Sergio Hernández may still have been laughing when U.S. Border Patrol Agent Jesus Mesa
shot the fifteen-year-old Mexican boy in the face.
Today the Supreme Court conservative majority declared there can be no legal vengeance for his homicide. By a five to four vote, the Court threw out the wrongful death lawsuit brought against the agent by the parents of the child, because the injury occurred outside the U.S. border. Though Mesa fired two shots at the unarmed boy from the U.S. side, the bullet that killed him crossed to the other side of the border to do it.

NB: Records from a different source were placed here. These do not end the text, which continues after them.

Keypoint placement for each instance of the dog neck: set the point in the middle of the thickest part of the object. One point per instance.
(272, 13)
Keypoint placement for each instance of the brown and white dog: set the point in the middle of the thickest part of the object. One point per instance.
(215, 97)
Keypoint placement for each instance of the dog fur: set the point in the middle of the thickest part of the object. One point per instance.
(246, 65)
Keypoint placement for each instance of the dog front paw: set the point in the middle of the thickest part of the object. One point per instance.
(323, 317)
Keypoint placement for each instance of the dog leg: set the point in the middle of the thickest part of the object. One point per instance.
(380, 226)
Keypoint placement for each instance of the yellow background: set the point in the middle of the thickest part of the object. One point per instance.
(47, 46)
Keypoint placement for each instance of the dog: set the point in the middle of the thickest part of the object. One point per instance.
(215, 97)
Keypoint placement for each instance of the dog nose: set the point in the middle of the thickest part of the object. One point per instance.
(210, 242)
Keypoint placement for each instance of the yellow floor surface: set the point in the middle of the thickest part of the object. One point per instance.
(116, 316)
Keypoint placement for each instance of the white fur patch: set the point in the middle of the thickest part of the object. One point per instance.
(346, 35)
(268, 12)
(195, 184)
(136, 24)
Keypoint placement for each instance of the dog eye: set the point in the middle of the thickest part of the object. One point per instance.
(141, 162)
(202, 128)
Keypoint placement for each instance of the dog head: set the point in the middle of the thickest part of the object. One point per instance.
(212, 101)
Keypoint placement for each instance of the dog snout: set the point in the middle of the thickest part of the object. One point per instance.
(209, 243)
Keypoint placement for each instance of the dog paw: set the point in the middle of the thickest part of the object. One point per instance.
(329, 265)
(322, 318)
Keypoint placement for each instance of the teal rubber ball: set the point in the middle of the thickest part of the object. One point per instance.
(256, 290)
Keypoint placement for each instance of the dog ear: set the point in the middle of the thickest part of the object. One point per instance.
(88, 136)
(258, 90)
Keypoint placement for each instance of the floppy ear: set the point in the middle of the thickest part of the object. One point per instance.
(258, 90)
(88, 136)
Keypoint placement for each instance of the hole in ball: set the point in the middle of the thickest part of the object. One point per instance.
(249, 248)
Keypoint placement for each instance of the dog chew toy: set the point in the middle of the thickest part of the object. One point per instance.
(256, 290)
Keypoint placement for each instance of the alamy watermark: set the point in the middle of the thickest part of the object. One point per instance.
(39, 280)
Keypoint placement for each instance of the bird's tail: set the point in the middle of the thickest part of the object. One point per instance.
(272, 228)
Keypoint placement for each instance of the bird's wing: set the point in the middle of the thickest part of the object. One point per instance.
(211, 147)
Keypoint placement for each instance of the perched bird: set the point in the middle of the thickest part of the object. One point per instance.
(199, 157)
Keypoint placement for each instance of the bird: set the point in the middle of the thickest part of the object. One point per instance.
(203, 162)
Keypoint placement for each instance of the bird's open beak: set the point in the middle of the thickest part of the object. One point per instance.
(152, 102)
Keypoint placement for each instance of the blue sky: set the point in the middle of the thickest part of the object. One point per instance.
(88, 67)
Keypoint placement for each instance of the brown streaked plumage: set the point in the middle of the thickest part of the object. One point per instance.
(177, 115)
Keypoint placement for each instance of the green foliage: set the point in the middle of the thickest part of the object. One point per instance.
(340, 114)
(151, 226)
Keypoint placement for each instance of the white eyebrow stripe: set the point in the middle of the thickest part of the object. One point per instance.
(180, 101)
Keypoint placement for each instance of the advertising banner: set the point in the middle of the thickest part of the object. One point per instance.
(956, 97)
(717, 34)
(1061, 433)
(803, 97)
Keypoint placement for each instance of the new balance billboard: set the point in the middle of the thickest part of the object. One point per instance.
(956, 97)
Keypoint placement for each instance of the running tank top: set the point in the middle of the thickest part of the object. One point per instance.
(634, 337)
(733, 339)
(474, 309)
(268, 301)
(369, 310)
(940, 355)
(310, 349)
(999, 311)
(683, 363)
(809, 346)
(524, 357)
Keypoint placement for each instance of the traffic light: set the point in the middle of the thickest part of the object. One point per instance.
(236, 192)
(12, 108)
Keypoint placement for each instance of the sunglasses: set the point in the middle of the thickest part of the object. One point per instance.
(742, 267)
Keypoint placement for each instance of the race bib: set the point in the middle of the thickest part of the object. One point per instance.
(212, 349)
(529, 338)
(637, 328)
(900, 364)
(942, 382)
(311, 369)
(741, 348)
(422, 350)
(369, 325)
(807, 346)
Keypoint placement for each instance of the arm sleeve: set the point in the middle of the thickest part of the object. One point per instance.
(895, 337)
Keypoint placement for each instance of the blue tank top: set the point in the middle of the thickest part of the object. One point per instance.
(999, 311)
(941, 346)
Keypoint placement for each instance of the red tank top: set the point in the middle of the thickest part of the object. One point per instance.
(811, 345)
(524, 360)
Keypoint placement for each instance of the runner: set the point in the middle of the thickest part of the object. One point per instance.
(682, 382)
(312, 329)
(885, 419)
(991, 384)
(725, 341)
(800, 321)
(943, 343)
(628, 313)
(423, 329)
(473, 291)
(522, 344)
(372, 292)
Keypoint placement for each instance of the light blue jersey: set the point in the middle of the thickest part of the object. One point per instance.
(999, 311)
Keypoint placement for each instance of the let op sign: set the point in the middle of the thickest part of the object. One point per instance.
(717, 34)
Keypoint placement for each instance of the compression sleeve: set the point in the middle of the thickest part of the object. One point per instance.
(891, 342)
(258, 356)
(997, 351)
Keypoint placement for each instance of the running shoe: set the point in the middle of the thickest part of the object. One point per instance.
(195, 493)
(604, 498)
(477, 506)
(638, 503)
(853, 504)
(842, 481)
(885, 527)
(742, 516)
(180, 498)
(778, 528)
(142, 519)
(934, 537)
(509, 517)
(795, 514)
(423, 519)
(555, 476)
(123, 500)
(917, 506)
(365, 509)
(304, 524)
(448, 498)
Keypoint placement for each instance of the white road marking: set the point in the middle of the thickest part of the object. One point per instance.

The border agent was indicted for murder by the Mexican government, but the United States refused to extradite him to stand trial. The Justice Department did its own investigation and as is almost always the case with law enforcement declined to charge one of its own. The agent pretended that the boy was throwing rocks at him when he executed the teen, despite cell phone video that showed it wasn’t true. President Trump, of course, has said that lethal force is justified if someone throws a rock at you, so, no matter.
The Trump administration filed a brief in the case arguing that the boys’ parents should not be entitled to money damages because their son was injured outside the United States, if only a few feet outside and by someone firing at him from the U.S. side of the border.
The notorious RBG, in a written dissent, called BS on that argument.
Justice Ruth Bader Ginsburg said that because the border agent committed his act, of firing his weapon, while standing inside the United States, the parents of course should be allowed the remedy of suing in damages for wrongful death. “(T)he fortuity that the bullet happened to strike Hernández on the Mexican side of the embankment,” the Justice wrote, “…should not matter one whit.”
To the Trump administration, of course the death of a Mexican kid does not matter one whit.
This won’t be the last time a border agent fires his or her weapon into Mexico from the safe haven of the United States, given the encouragement from its president.
It wasn’t the first, either.
Justice Ginsburg’s dissent cites: a complaint that a “border agent fired fourteen to thirty bullets across the border, killing a sixteen-year-old boy;” a brief “describing various incidents” of “unconstitutional conduct by border and immigration officers;” another “listing individuals killed by border agents.”
Further, a report of “over eight hundred complaints of…physical, verbal, or sexual abuse lodged against Border Patrol agents between 2009 and 2012” of which “in ninety-seven percent of the complaints resulting in formal decisions, no action was taken.”
This is what is becoming of twenty-first century America. At the border with a wall Jesus Christ would have torn down in a heartbeat — on one side the United States, on the other, Mexico — what separates us is not the wall, but a black hole where empathy should be.